Чиновник для особых поручений - Каменский Юрий. Страница 72

— Зачем столько лишних движений?

Холодный голос Инги отрезвил его, словно ушат холодной воды, опрокинутый на голову. Оторопело разжав руки, Стас увидел вместо жены эстонку, которая энергичным движением высвободилась из его объятий. Батюшки, а приоделась-то! Словно Золушка на бал! Инга сосредоточенно поправляла на полуобнажённой груди смятые кружева.

— Я же тебе говорила, что не люблю мужчин, а это только маскировка. Я привезла тебе деловое предложение от одного очень серьёзного человека.
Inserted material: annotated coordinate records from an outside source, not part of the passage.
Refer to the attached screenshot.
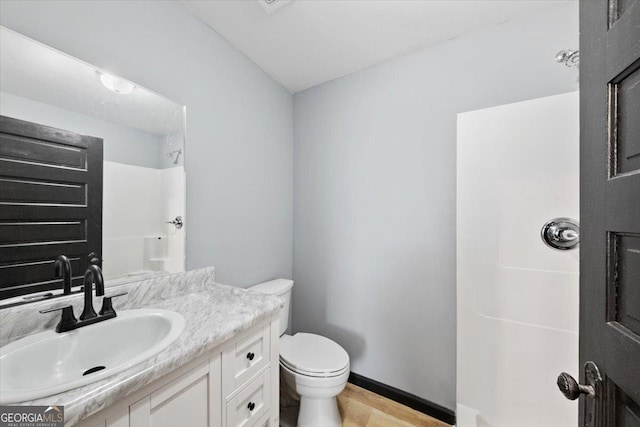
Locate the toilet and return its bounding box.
[249,279,349,427]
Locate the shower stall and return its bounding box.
[456,92,579,427]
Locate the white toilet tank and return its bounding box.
[248,279,293,336]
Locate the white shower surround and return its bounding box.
[456,92,579,427]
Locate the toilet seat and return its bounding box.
[280,333,349,377]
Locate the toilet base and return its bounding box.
[298,396,342,427]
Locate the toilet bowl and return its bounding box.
[249,279,350,427]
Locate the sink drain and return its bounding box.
[82,366,105,377]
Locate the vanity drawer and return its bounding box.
[226,369,271,427]
[222,325,270,398]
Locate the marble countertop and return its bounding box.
[0,268,284,425]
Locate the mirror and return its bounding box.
[0,27,188,303]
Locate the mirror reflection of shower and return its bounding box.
[167,148,182,165]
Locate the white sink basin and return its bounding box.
[0,309,185,404]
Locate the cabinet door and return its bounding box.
[129,357,222,427]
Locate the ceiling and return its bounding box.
[0,27,183,135]
[181,0,572,93]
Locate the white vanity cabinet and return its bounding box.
[77,317,279,427]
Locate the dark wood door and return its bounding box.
[0,116,102,299]
[580,0,640,427]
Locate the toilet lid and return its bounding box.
[280,333,349,375]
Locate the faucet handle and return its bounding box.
[38,305,73,314]
[40,305,78,333]
[99,292,129,317]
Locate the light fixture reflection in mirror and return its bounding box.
[99,73,135,95]
[0,26,188,302]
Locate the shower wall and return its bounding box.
[457,92,579,427]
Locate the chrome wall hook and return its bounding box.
[540,218,580,251]
[167,216,184,230]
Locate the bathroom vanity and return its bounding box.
[0,268,284,427]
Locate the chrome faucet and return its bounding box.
[55,255,71,295]
[80,264,104,320]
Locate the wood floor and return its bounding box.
[338,383,450,427]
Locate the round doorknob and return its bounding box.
[558,372,595,400]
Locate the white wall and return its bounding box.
[457,92,580,427]
[0,92,168,168]
[293,5,578,409]
[0,1,293,285]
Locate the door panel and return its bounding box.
[579,0,640,427]
[0,116,102,299]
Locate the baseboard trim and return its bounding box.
[349,372,456,425]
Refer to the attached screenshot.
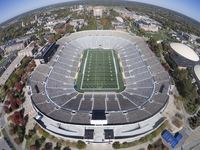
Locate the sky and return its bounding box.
[0,0,200,23]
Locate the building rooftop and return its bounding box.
[170,43,199,62]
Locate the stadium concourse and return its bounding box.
[29,30,170,142]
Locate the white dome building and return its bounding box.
[170,43,199,67]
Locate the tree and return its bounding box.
[76,140,86,149]
[63,146,71,150]
[112,141,120,149]
[44,142,53,150]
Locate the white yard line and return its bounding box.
[81,50,89,89]
[112,50,119,89]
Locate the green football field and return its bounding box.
[76,49,123,91]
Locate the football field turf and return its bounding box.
[76,49,123,91]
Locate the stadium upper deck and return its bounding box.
[30,31,169,142]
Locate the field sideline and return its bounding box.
[76,49,123,91]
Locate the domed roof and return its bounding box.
[170,43,199,61]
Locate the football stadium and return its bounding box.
[29,30,170,143]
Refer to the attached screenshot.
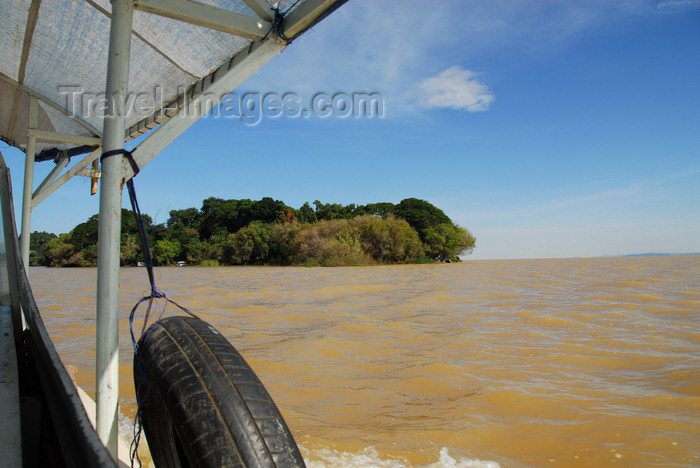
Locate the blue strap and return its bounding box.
[100,149,199,467]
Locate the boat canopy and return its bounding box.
[0,0,347,458]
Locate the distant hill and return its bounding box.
[620,252,700,257]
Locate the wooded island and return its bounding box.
[30,197,476,267]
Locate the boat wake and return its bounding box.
[300,446,500,468]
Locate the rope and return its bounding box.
[262,0,300,46]
[100,149,199,467]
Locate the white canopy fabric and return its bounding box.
[0,0,345,160]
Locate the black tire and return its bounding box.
[134,317,304,468]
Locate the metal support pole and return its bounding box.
[19,96,39,268]
[95,0,134,460]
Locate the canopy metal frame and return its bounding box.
[0,0,347,460]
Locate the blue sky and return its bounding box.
[0,0,700,259]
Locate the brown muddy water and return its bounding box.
[30,256,700,467]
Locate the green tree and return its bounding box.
[297,202,320,223]
[167,208,202,230]
[29,231,58,266]
[424,223,476,262]
[153,239,180,265]
[394,198,452,242]
[222,221,272,265]
[45,234,83,267]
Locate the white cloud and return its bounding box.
[415,66,495,112]
[657,0,700,10]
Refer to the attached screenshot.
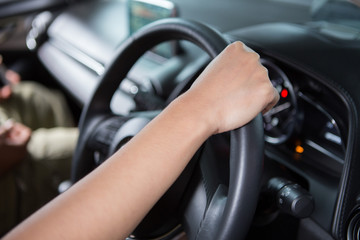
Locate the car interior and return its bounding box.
[0,0,360,240]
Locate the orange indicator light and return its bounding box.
[295,145,304,153]
[280,89,289,98]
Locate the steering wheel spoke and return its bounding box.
[72,18,264,240]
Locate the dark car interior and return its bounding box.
[0,0,360,240]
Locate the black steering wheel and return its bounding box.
[72,19,264,240]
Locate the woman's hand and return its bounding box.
[183,42,279,133]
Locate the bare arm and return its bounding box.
[5,43,278,239]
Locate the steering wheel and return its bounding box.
[72,18,264,240]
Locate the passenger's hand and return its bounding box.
[0,121,31,175]
[185,42,279,133]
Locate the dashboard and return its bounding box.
[31,1,360,239]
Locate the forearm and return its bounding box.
[4,94,212,239]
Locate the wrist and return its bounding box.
[170,93,216,139]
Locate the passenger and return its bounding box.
[0,55,78,236]
[5,42,279,240]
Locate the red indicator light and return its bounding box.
[280,89,289,98]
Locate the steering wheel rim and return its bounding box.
[71,18,264,240]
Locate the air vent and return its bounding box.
[347,208,360,240]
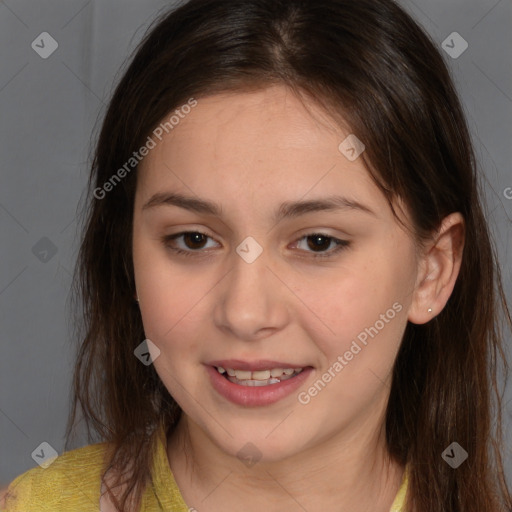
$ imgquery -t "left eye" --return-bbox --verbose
[162,231,350,258]
[299,233,349,258]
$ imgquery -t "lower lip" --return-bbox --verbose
[206,366,313,407]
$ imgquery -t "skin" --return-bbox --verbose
[126,86,463,512]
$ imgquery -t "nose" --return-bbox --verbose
[214,242,290,340]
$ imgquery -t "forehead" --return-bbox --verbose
[137,86,385,218]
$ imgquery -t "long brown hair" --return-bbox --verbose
[67,0,512,512]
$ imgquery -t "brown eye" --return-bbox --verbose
[297,233,350,258]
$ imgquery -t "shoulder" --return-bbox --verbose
[0,443,108,512]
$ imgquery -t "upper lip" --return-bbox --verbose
[206,359,308,372]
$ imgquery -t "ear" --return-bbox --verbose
[407,213,465,324]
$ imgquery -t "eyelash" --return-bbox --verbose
[162,231,350,259]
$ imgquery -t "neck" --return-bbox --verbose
[168,415,404,512]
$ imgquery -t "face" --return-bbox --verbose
[133,87,418,461]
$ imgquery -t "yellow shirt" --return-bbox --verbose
[2,428,407,512]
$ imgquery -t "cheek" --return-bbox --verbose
[298,244,412,364]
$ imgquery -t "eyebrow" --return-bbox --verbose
[142,192,377,223]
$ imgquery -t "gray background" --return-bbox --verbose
[0,0,512,486]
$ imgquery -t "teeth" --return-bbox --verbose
[217,366,302,386]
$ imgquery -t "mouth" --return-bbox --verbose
[214,366,303,387]
[205,360,314,407]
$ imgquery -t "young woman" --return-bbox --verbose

Стас с недоумением рассматривал невесть как оказавшийся в его руке конверт, запечатанный сургучом.

— В России много нефти и есть тот, кто желает её приобрести. Тебе надо только переговорить с Сосо, но это уже не мой уровень. А взамен ты можешь получить любое гражданство и не беспокоиться больше о здоровье своей семьи.

Мысли бешенным галопом заскакали в голове. Сопоставляя некогда ухваченные в своём мире обрывки информации, Сизов, словно калькулятором, «подбивал» дебет с кредитом. «Арифмометр» в голове звонко щёлкнул и выдал результат, всё, или почти всё, ставящий на свои места.

— И давно ты работаешь на Ротшильдов?

— Это не так важно. Мне нужен твой ответ — будешь ты говорить со Сталиным или нет?

— Конечно. Без этого всё равно Россию быстро не поднять. Вдобавок, мне совершенно не хочется «словить» твою пулю.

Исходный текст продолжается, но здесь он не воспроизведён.